Le front sunnite radical (l’alliance stratégique des frères musulmans, du Qatar et de la Turquie) a traversé une année 2013 assez catastrophique ayant marqué l’arrêt de la dynamique islamisante issue du printemps arabe. Apres avoir perdu le pouvoir en Egypte et en Tunisie, ce front s’est heurté militairement et frontalement en Syrie a l’alliance Hezbollah-Syrie-Iran avec les conséquences que l’on connaît en cette fin 2013.

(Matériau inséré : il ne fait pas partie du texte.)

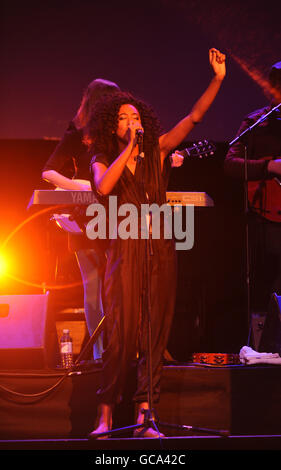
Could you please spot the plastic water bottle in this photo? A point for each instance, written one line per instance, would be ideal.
(66, 350)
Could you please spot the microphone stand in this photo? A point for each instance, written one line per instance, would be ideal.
(242, 138)
(150, 413)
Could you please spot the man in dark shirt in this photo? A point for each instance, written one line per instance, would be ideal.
(73, 152)
(263, 149)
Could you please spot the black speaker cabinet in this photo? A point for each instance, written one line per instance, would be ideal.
(271, 335)
(28, 337)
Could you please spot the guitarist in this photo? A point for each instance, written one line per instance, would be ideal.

La Turquie a joué gros et semble proche de perdre beaucoup. Le pays traverse des perturbations liées à une gouvernance Erdogan qui est visiblement de plus en plus contestée et semble se préparer à lourdement modifier sa politique extérieure en formulant une demande d’adhésion a l’Union Douanière et en se rapprochant de l’Organisation de la coopération de Shanghai dont elle est devenue partenaire de dialogue au mois de mars de cette année.

L’alliance de l’Arabie saoudite et des pays du golfe (hormis le Qatar) semble rechercher des nouveaux alliés pour combattre le pouvoir syrien, via notamment des pays comme la Jordanie ou le Pakistan.

C‘est ce bloc qui semble à ce jour le plus décidé à mener à terme le renversement par la force du régime syrien.

Une telle politique est elle compatible avec les objectifs du parrain américain de voir la réalisation de Genève 2 ?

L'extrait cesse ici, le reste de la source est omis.